I had a friend when I was little, named Tara W. She was my only black friend as a little kid, who I remember. I'm sure mom will tell me that I had more black friends than that. She’ll probably have a whole list, but as mom and I have discussed with the inception of my blog, these memories are how I remember them. Though, mom, or anyone else, I am totally open to being corrected.
Tara never came to my house. I never went to hers. In my head, she lived in public housing. I may be remembering that wrong. I also remember her being dark black, not medium black, not light black. That part may be wrong too. And she didn't not come over because she wasn't allowed. My parents didn't say, "Tara can't come over cause she's black." I have no idea why she didn't come over. Maybe I never invited her. Maybe she lived too far away. Maybe her parents hated white people. Maybe she commuted from Vernon Hills. Was there a Vernon Hills thirty years ago? Maybe she had to take the bus. Maybe she carpooled and her ride wouldn’t wait. Maybe her world wasn't public housing. Maybe, she was from Wilmette. Maybe her dad was a neurosurgeon and her mom got a PhD in Chinese from the University of Chicago, and she had to get home to play tennis with her stockbroker. I don't know why I decided what I decided about her life.
I used to tell this lie.
I told people that I had a friend named Tara W. That part was true. That’s the only reason I still remember her name; because I told this lie about her years after I knew her.

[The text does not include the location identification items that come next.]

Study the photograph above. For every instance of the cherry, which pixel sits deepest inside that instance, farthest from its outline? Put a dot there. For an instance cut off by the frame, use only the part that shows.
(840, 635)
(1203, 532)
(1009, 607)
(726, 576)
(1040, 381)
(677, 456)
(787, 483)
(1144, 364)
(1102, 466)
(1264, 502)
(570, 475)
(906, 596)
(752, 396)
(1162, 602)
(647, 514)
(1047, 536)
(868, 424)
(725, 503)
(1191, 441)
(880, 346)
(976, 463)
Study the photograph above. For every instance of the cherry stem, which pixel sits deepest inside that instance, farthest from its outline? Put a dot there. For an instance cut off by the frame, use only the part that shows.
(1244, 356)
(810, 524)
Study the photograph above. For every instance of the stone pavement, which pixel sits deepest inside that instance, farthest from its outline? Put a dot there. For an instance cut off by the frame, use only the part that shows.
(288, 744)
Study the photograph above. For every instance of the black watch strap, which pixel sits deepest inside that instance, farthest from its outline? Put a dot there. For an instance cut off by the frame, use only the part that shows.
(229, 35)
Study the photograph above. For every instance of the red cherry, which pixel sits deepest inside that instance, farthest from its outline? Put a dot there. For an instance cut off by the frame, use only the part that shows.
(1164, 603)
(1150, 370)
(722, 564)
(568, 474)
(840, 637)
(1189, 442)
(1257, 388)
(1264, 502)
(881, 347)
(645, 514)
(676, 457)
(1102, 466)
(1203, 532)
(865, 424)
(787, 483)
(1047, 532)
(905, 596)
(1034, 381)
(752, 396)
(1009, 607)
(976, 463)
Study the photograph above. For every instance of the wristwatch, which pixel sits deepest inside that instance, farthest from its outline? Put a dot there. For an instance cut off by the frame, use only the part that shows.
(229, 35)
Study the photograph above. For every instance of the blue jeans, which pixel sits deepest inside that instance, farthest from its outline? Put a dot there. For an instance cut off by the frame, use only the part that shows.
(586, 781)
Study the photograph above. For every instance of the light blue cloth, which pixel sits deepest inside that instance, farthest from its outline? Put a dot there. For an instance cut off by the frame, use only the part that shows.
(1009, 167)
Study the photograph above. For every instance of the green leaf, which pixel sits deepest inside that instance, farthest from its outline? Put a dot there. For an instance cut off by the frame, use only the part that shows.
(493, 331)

This part isn't true. I went to Tara's house, at public housing...I remember the apartment that I made up...the floors were white and black speckled linoleum and cracking open like lava, the walls were thin plaster, there were no doors between the rooms...it felt like a corrugated tin shack, but on the seventh floor of a tenement. We rode the elevator and I was a little scared about it breaking down or someone putting a knife to my throat. Then, the lie lie. We were playing in some dreary room; light leaking through the cracked windows, and then Tara's mom comes home. She comes in and looks at me and says, "Tara, she's white!" I never told the story beyond that. That was the punch line. That was my proof that I'd been in that place, that I'd been outed for being white. That I wasn’t afraid to go to a place like that, where I was in danger and where I was acutely different, where I had journeyed where no white person had journeyed before. The story made me feel sort of weathered, even though I knew, every time that I told it, it was a lie. I never talked myself into thinking it really happened. But I probably told it thirty times in my life.
Last night, I got into a conversation with some friends about race, and I woke up remembering this lie. It made me wonder about why a kid would tell a lie like that.
I know it has a lot to do with the neighborhood I came from, which has been called "one of the most successfully integrated neighborhoods in the country." I used to brag about that title, until I realized how few black friends I had actually integrated into my daily life. And then I wondered, "What is a successfully integrated neighborhood?" Sure we talked the talk, we all said the right things about race. We knew you didn’t say, “I have black friends” , because it made you seem too aware of race. The assumption was ‘of course you had black friends, why mention it?’ We knew we were all racist, to a degree. We said “Everyone’s racist.” We said “Everyone’s gay.” We talked the talk.
But what about that little lie about Tara? Why did I have to make something up? Then, it hits me. As a kid, I learned it was important to be a good white person, so I made up lies about being a good white person. I took a spiritual shortcut. The values of the neighborhood demanded that I didn’t make up lies about my dad winning the Nobel Prize, or my mom being a marginally famous movie star...I made up lies about being racially sophisticated. I made up lies about being a good white person. What in the hell is a good white person?